'We Are Pressured To Prescribe Drugs That Don't Work'
Anxious families must realise that in the early stages of mild COVID-19, paracetamol, hydration and good nourishment are enough, say medical intensivists
Mumbai: The latest treatment protocol for COVID-19 issued by the Indian Council of Medical Research (ICMR) on April 22 includes many guidelines that were part of its protocol announced way back in March 2020. This raises some concerns--many doctors in India continue to prescribe medicines such as hydroxychloroquine, favipiravir and ivermectin in the early stages of the disease, which are not effective. The same is the case with plasma therapy, which does not have much scientific support globally.
Should we in India look at global inputs or suggestions at a time of crisis, or are our medical and clinical conditions fundamentally different and therefore, we should rely on our own clinical experience and knowledge? Most importantly, how do we avoid the panic situation that forces us to line up for medicines not supported by evidence elsewhere?

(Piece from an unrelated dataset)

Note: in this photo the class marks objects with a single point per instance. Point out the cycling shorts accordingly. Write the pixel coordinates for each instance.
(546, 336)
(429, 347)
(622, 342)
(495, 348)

To discuss this, I am joined by two well-known doctors; Gunjan Chanchalani is a consulting intensivist at the Cumballa Hill Hospital and St Elizabeth Hospital in Mumbai; and Sumit Ray is head of the department of critical care at the Holy Family Hospital in New Delhi.
Dr Chanchalani, given that we are in the middle of a second wave, also with a far more infectious and deadly mutation, how do you view the new protocol?
GC: So, we are definitely in a second wave and the main problem that India has is the lack of resources. As you have already said, most of the medicines that we are prescribing are probably not indicated for COVID, which is a viral disease that the body itself learns to take care of. What we need to do is just give enough antipyretics to control the fever. It is only in the second week when there is a more inflammatory response or an immune response, [only then] do we need to intervene and give medications like maybe steroids and remdesivir… when people have a drop in [oxygen] saturation. Otherwise, there is no need to really go for any over-the-counter drugs or medicines that are ineffective against COVID.
Dr Ray, how are you seeing the initial responses?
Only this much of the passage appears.